Les participants ont bel et bien suivi plusieurs journées de formation avant d’embarquer, durant lesquelles ils ont pu imaginer tout type de réactions de la part des autorités israéliennes, mais pas celui d’une attaque aussi précoce. « En même temps, ils ont tout intérêt à nous faire peur avant que la flottille ne soit allée plus loin », considère Jean-François, un des responsables de la délégation française. L’attaque est, en effet, susceptible de faire renoncer certains des militants.
« On ne sait pas encore bien ce qu’il s’est passé, nuance l’actrice Adèle Haenel, elle aussi venue à Sidi Boussaïd rejoindre les manifestants. Mais en tout cas, tout cela ne fait que conforter ma détermination à naviguer jusqu’à Gaza. » Toutes les personnes présentes et engagées dans cette initiative tiennent le même discours. Conscient du danger, personne ne semble vouloir remettre en question son engagement à acheminer par la mer les produits d’aide humanitaire dont a besoin la population gazaouie.
Les autorités tunisiennes démentent malgré une vidéo
Les accusations évoquant la présence d’un drone « sont dénuées de tout fondement », ont, de leur côté, déclaré les autorités tunisiennes, préférant s’appuyer sur l’hypothèse d’un départ de feu imputable à un mégot de cigarette. Pourtant, les images prises par les caméras fixées à bord du Family, comme c’est le cas sur tous les bateaux de la flottille, sont parlantes.
Sur des vidéos partagées par la rapporteuse spéciale des Nations unies sur les territoires palestiniens, Francesca Albanese, on distingue très bien le son d’un objet volant puis une explosion à l’avant du bateau et des cris, « Nous avons besoin d’aide ! », répétés à plusieurs reprises.
« 1. Bruit de ce que l’équipage a identifié comme étant un drone.
2. L’équipage déclenche l’alerte et appelle à l’aide.
3. Explosion. À vous d’en tirer les conclusions, écrit la juriste. S’il est confirmé qu’il s’agit d’une attaque de drone, ce serait (…) une agression contre la Tunisie et la souveraineté tunisienne. »
Dans les autres navires, comme ceux qui sont en préparation sur le port de Gammarth, au Nord-Ouest de la capitale tunisienne, on digère l’évènement et tente d’envisager la suite. « Ce serait compréhensible que certains participants renoncent après ce qui vient de se passer, pointe Mourad, assis dans le cockpit du Mia Mia, le prochain voilier dans lequel doit embarquer l’Humanité. Ça ne peut leur être reproché mais c’est exactement l’objectif de ce type d’attaque. »

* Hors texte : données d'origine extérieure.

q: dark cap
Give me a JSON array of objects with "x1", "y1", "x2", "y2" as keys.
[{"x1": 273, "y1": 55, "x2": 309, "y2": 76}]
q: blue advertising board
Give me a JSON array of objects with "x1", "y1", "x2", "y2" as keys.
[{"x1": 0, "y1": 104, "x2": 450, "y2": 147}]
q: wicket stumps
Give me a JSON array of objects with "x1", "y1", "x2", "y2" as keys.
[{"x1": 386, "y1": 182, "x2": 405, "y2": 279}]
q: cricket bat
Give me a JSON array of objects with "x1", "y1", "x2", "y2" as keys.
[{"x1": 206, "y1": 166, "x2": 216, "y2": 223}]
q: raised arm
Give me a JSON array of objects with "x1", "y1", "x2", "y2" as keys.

En tout cas, pour l’heure personne n’a exprimé l’intention de rebrousser chemin. Les navires venus de Barcelone, encore en mer suite à une escale de plusieurs jours sur l’ïle de Majorque, font toujours cap sur Tunis, tandis que le premier navire, devant rejoindre la flottille depuis Catane, en Sicile, vient de prendre le large avec douze personnes à bord. Un vent espagnol semblable à celui qui, en 1936, a porté les combattants internationaux opposés à la réaction fasciste guidée par le Général Franco, semble désormais gonfler les voiles de la Global Sumud Flottilla. Ce type de bourrasque historique emporte la promesse de tout renverser, même les pouvoirs les plus brutaux.
À 3 heures du matin, ce 9 septembre, l’enthousiasme et la motivation des embarqués de la flottille de la liberté ne sont, en tout cas, pas en berne. L’Humanité les accompagne.